10. The distributed processing system according to claim 3, wherein the processor includes: a synchronization triggering module configured to synchronize information in the main processor to a standby process when the main processor fails. Machine.

1 1. A processing method executed in a distributed processing system, comprising the steps of: receiving service requests from multiple load groups;

Allocating the service request to corresponding processors in a plurality of processors for processing, each of which can process services of a plurality of the load groups;

When a failure occurs in the plurality of processors as a main processor for processing the service request, the service request is processed by a processor in the other of the plurality of processors as a backup processor for the service request.

12. The processing method executed in a distributed processing system according to claim 11, wherein the plurality of processors include at least three processors.

13. The processing method executed in a distributed processing system according to claim 11 or 12, further comprising the step of: providing mapping information between the service request and the plurality of processors.

14. The processing method executed in a distributed processing system according to claim 11 or 12, further comprising the step of: providing status information of the processor.

15. The processing method executed in a distributed processing system according to claim 13, further comprising the step of: providing status information of the processor.

16. A method for processing executed in a distributed processing system according to claim 11 or claim 12 ", further comprising the step of: when the main processor fails, synchronizing information in the main processor to Standby processor.

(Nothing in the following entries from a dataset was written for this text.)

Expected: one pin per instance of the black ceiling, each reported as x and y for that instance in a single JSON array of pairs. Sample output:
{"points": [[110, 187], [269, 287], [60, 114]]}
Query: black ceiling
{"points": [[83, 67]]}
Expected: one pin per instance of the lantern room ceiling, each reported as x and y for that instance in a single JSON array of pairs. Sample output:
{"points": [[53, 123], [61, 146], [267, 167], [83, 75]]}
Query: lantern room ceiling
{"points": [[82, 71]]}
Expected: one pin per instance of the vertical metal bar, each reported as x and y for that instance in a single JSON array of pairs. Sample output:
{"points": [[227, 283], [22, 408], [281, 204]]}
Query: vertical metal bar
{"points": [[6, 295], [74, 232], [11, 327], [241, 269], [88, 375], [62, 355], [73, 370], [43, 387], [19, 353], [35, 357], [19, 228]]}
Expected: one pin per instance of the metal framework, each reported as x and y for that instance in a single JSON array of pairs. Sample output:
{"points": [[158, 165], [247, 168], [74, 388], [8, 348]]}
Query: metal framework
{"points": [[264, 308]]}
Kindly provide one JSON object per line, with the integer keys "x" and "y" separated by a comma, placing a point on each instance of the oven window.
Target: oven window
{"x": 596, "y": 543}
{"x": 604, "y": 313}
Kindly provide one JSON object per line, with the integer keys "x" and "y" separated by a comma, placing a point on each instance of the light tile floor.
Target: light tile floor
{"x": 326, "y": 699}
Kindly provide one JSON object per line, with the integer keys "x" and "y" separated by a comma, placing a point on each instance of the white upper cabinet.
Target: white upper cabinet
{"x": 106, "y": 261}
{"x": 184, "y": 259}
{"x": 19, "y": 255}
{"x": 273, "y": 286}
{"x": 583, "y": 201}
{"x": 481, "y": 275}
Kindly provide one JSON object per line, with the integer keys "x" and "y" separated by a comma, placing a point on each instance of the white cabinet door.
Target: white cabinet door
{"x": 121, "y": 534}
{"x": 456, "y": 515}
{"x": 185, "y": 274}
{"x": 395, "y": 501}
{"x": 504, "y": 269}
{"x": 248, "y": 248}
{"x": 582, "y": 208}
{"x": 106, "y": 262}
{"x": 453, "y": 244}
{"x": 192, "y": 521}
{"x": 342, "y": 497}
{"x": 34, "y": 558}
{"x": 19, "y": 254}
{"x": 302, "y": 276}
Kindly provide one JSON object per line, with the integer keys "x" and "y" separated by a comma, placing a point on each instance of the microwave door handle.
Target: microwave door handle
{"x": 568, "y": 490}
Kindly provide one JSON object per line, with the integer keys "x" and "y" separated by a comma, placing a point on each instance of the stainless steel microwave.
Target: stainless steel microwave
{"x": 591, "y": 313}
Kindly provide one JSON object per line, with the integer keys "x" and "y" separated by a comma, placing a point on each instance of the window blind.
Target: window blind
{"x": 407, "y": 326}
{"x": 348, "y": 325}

17. The processing method executed in a distributed processing system according to claim 13, further comprising the step of: when the main processor fails, synchronizing information in the main processor to a backup processor.

18. The processing method executed in a distributed processing system according to claim 14, further comprising the step of: when the main processor fails, synchronizing information in the main processor to a backup processor.

19. The processing method executed in a distributed processing system according to claim 15, further comprising the step of: when the main processor fails, synchronizing information in the main processor to a backup processor.

20. The processing method executed in a distributed processing system according to claim 13, further comprising the step of: when the main processor fails, synchronizing information in the main processor to a backup processor.